Sahrul berjalan dibelakang Ratih, diruang depan
dilihatnya Bandri sedang berdiri menghadap jendela yang tertutup. Bahunya naik
turun seakan mencoba mengendalikan diri.
Ratih duduk di kursi panjang.
“Duduklah dulu, pak. Kita selesaikan masalah ini
secara baik-baik” kata Ratih pada suaminya.
Suaminya hanya menurut. Namun matanya yang mengandung
kemarahan tetap memandangi Sahrul yang berdiri kaku sambil menundukkan
kepalanya dalam-dalam.
“Duduklah, Rul” ajak Ratih.
“Terimakasih, bu” kata Sahrul singkat. Hanya kata-kata
itu yang terucap dari mulutnya sejak tertangkap basah tadi.
“Kenapa terjadi hal yang memalukan ini? Kenapa kalian
begitu berani melanggar aturan yang berlaku” tanya Ratih penuh sesal.

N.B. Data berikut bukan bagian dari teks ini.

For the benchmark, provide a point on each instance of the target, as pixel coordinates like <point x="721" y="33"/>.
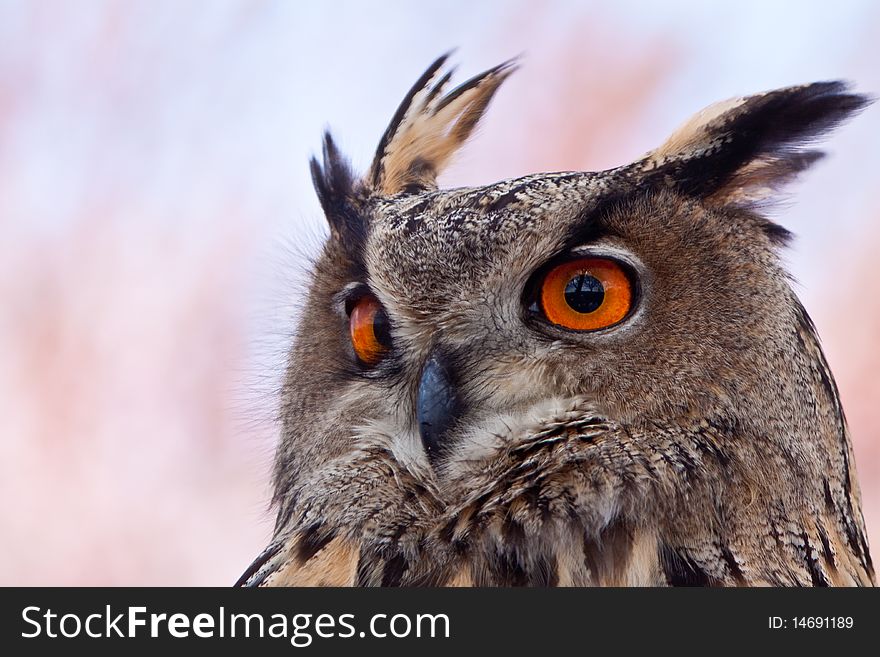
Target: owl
<point x="565" y="379"/>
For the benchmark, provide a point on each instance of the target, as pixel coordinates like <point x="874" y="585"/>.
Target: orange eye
<point x="586" y="294"/>
<point x="369" y="329"/>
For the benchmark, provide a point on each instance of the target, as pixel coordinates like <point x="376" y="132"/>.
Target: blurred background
<point x="156" y="219"/>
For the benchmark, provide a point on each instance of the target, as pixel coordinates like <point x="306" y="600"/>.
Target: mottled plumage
<point x="698" y="441"/>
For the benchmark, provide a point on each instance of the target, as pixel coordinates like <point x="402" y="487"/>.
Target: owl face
<point x="566" y="377"/>
<point x="470" y="289"/>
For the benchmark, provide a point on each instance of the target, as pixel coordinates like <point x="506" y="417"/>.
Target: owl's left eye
<point x="586" y="294"/>
<point x="369" y="329"/>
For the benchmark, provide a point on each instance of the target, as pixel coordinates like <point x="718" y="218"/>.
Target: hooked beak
<point x="437" y="405"/>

“Tak tahulah, bu” jawab Sahrul pasrah. Dia sendiri
tidak tahu setan apa yang merasuki benaknya sehingga begitu mudah tergoda oleh
bujuk rayu setan sehingga dia melakukan perbuatan terkutuk itu. Memang diakuinya
rangsangan yang diberikan Ranti tidak akan pernah dilupakannya. Bahkan dalam
kondisi ketangkap basah saat inipun jika membayangkan betapa hubungan yang
sudah mereka lakukan diranjang tadi Sahrul akan terangsang juga.
Ranti menyusul duduk dekat ibunya. Tak terlihat
sedikitpun tanda-tanda penyesalan diraut mukanya. Bahkan Ranti sesekali
tersenyum sendiri menunjukkan kebahagiaan atas apa yang baru saja mereka
nikmati.
“Sekarang semuanya telah terjadi. Kami hanya perlu
mendengar dari Sahrul bagaimana selanjutnya dengan Ranti anak kami. Apakah dia
harus menanggung aib ini seorang diri ataukah ada cara lain?” tanya Ratih.

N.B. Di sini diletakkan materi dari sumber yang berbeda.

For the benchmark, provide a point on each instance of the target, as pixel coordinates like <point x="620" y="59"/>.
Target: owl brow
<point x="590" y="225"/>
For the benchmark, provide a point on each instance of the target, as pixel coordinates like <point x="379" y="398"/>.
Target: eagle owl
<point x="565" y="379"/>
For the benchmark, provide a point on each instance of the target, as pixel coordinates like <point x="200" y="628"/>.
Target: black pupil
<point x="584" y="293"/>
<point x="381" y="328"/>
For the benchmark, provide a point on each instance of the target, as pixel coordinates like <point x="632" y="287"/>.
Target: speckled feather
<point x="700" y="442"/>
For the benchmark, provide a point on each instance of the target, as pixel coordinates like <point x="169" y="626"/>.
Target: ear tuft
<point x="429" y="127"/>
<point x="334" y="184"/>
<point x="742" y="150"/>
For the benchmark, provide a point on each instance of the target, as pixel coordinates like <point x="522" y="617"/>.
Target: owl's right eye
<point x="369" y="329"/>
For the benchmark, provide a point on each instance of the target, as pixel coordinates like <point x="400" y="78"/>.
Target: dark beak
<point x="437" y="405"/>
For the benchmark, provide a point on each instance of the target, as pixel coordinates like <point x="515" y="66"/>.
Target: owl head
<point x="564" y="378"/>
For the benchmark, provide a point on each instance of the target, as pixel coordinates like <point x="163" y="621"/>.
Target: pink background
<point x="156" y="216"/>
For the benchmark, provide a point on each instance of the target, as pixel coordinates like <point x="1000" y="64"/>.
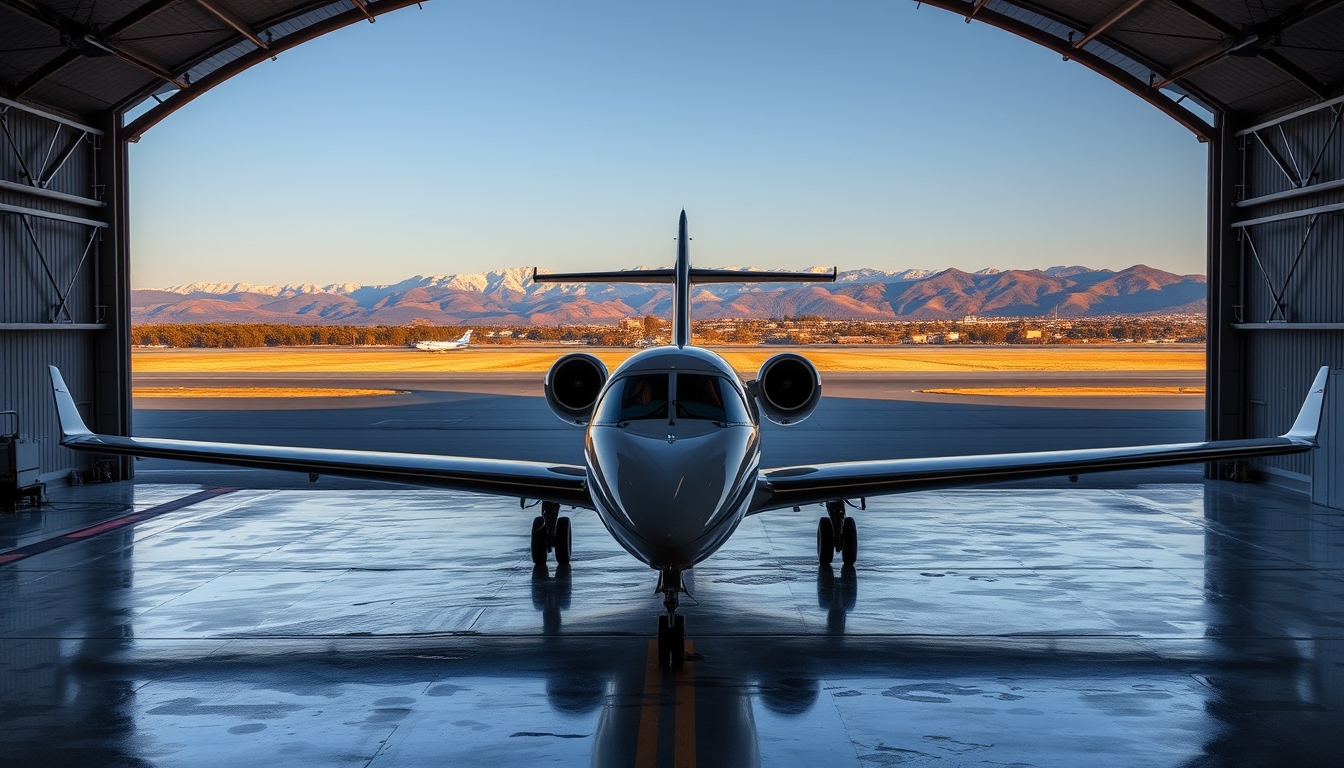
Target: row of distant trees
<point x="803" y="330"/>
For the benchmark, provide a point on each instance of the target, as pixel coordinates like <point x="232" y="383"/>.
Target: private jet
<point x="672" y="449"/>
<point x="461" y="343"/>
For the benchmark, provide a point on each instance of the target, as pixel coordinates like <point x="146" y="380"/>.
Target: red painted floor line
<point x="128" y="519"/>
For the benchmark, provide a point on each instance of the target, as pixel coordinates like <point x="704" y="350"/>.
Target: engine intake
<point x="573" y="385"/>
<point x="788" y="389"/>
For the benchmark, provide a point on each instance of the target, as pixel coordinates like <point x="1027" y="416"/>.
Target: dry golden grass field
<point x="520" y="359"/>
<point x="249" y="392"/>
<point x="1069" y="390"/>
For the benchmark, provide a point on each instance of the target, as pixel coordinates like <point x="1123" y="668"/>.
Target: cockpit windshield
<point x="636" y="397"/>
<point x="708" y="397"/>
<point x="704" y="397"/>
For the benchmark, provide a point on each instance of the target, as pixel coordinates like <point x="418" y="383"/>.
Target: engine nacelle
<point x="788" y="389"/>
<point x="573" y="385"/>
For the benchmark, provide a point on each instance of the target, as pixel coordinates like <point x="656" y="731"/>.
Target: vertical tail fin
<point x="682" y="287"/>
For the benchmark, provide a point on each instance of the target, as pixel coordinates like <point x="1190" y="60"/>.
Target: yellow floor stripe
<point x="683" y="752"/>
<point x="647" y="741"/>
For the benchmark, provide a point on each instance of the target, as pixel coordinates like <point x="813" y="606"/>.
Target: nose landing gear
<point x="551" y="531"/>
<point x="837" y="533"/>
<point x="672" y="626"/>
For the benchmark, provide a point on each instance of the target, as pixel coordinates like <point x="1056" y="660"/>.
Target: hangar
<point x="1262" y="86"/>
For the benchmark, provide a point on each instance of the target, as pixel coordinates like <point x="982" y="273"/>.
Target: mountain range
<point x="510" y="297"/>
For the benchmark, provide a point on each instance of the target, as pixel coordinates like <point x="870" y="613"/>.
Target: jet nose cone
<point x="669" y="492"/>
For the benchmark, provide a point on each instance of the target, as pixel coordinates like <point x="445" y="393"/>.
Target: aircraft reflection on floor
<point x="223" y="635"/>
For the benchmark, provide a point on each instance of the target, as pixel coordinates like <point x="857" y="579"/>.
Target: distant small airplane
<point x="444" y="346"/>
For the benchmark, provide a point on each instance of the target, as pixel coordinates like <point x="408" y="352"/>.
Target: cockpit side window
<point x="708" y="397"/>
<point x="633" y="398"/>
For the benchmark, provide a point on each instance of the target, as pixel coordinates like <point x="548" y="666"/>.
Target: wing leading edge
<point x="562" y="483"/>
<point x="792" y="486"/>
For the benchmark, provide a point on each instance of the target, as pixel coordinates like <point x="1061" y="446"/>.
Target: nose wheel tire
<point x="671" y="642"/>
<point x="563" y="541"/>
<point x="825" y="541"/>
<point x="850" y="542"/>
<point x="539" y="541"/>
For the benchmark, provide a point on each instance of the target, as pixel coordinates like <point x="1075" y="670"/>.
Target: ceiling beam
<point x="363" y="8"/>
<point x="1110" y="20"/>
<point x="155" y="114"/>
<point x="82" y="36"/>
<point x="1195" y="124"/>
<point x="226" y="16"/>
<point x="1255" y="41"/>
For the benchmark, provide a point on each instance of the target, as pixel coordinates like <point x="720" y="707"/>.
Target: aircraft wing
<point x="793" y="486"/>
<point x="562" y="483"/>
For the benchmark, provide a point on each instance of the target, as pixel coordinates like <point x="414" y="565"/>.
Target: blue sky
<point x="471" y="136"/>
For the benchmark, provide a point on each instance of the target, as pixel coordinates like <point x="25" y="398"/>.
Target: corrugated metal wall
<point x="1280" y="363"/>
<point x="28" y="295"/>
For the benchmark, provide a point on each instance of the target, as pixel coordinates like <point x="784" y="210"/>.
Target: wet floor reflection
<point x="1179" y="626"/>
<point x="551" y="593"/>
<point x="836" y="595"/>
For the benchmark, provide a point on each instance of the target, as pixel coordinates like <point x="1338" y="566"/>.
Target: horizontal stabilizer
<point x="698" y="276"/>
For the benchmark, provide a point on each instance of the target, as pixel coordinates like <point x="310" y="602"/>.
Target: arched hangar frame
<point x="1260" y="82"/>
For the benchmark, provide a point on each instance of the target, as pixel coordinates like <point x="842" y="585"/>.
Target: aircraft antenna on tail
<point x="683" y="276"/>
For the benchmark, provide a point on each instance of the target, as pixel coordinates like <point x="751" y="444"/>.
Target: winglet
<point x="67" y="413"/>
<point x="1309" y="418"/>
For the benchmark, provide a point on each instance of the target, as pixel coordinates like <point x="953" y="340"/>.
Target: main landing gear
<point x="672" y="626"/>
<point x="551" y="531"/>
<point x="837" y="533"/>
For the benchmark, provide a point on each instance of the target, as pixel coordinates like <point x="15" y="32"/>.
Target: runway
<point x="1129" y="619"/>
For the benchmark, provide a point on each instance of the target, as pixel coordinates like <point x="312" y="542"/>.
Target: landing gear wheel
<point x="825" y="541"/>
<point x="850" y="542"/>
<point x="563" y="541"/>
<point x="671" y="642"/>
<point x="539" y="541"/>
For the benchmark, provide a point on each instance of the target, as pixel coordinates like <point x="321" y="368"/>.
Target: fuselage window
<point x="708" y="397"/>
<point x="635" y="398"/>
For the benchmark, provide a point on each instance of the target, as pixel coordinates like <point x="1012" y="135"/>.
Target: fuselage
<point x="672" y="453"/>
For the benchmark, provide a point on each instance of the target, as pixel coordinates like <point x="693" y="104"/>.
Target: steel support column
<point x="112" y="397"/>
<point x="1225" y="370"/>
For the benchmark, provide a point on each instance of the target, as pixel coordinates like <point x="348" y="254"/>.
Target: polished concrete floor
<point x="1132" y="623"/>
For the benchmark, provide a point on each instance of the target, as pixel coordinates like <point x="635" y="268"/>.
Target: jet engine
<point x="573" y="385"/>
<point x="788" y="388"/>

Sahrul yang sudah mengetahui gelagat dan arah
pembicaraan tanpa pikir panjang menatap dalam-dalam kearah Ranti yang masih
menyiratkan senyum kecilnya seakan memberi kekuatan bagi Sahrul. Dan senyum kecil Ranti itu
ternyata mampu memberi keberanian bagi Sahrul.

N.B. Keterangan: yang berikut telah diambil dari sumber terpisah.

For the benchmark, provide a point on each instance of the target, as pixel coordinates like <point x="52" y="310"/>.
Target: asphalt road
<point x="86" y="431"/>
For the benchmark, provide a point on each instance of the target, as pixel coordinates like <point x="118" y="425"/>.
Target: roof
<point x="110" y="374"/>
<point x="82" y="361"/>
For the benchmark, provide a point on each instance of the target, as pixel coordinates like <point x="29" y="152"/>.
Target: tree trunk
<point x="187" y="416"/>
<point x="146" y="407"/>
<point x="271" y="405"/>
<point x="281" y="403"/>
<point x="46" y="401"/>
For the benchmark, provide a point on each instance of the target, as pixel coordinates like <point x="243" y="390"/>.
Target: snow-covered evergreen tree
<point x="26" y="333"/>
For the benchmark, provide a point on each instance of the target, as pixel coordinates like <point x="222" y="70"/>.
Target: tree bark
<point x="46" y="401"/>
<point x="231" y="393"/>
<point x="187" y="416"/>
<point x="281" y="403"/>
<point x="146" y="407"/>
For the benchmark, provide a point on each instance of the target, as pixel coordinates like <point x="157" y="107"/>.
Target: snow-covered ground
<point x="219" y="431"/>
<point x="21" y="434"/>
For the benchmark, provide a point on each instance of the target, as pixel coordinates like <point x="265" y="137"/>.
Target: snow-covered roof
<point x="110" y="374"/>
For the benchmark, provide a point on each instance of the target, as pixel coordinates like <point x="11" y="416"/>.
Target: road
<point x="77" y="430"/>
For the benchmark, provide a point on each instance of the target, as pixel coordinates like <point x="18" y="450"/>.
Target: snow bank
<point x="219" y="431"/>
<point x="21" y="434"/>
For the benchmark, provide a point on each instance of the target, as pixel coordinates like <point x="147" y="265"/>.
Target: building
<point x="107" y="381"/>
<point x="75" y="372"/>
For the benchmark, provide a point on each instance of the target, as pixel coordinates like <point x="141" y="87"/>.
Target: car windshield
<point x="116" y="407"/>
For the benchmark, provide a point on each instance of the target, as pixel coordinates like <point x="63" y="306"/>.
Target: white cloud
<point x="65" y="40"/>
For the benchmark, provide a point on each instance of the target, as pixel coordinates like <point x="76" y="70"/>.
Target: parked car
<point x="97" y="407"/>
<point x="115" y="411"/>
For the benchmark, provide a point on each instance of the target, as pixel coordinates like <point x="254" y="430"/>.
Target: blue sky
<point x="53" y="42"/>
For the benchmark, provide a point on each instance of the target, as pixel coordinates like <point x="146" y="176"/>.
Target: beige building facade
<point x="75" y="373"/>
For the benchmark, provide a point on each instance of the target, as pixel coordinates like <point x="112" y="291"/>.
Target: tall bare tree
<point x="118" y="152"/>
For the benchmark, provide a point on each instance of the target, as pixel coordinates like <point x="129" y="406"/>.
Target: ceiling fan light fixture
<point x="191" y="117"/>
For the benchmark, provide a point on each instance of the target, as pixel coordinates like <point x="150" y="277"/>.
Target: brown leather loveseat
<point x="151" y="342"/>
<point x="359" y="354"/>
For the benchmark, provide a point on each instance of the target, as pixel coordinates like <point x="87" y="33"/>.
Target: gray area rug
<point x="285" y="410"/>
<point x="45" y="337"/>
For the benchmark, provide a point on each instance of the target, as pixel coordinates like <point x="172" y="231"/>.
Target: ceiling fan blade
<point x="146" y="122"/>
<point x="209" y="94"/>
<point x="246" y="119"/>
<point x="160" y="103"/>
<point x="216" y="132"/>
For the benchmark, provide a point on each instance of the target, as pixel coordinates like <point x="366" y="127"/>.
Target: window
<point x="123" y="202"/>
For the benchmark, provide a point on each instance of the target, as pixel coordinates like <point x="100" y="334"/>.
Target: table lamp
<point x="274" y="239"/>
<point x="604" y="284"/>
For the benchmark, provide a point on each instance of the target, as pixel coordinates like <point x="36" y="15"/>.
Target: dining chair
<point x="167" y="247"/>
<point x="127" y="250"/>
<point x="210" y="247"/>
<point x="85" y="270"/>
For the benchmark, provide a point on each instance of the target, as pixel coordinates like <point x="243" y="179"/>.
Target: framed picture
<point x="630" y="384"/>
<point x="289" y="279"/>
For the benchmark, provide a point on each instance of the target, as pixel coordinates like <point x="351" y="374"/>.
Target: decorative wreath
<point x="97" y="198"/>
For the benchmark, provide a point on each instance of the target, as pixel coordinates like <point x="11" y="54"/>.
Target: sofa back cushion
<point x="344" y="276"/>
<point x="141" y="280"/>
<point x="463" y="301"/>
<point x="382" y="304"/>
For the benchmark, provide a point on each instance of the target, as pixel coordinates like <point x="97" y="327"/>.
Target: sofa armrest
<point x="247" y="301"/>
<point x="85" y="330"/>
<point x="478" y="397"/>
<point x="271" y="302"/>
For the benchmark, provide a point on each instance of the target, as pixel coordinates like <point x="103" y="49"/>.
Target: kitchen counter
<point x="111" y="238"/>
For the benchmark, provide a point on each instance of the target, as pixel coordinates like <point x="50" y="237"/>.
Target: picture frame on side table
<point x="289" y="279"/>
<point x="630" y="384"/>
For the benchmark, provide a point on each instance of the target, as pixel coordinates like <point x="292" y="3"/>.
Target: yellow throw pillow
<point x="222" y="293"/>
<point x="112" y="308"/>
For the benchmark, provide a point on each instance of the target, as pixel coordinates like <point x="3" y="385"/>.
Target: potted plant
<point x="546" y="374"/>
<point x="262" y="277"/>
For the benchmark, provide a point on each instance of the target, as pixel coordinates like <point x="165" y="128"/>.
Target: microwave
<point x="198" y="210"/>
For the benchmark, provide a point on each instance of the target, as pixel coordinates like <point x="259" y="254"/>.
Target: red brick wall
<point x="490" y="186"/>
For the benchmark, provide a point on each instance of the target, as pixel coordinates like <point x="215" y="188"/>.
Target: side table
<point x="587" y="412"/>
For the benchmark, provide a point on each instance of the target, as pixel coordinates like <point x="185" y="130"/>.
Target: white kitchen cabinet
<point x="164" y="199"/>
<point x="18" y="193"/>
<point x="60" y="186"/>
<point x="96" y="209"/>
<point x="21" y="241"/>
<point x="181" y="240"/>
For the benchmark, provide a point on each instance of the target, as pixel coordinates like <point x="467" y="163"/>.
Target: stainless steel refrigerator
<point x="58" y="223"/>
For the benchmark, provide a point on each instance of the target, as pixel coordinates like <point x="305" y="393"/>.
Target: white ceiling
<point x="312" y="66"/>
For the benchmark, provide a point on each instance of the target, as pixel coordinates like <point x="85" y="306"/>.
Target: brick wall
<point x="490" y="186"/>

“Saya akan bertanggungjawab dan akan menikahi Ranti, kalau
ibu dan bapak mengizinkan” jawab Sahrul mantap.
“Bagaimana, pak? tanya Ratih kepada suaminya.
“Ya... mau bagaimana lagi. Semuanya sudah terjadi. Tanyalah
sama anakmu itu. Semakin cepat pernikahan itu kita selenggarakan semakin baik”
jawab Bandri.
“Bgaimana, Ranti? Kalian telah melanggar aturan yang
berlaku. Kalian harus segera dikawinkan” tanya Ratih.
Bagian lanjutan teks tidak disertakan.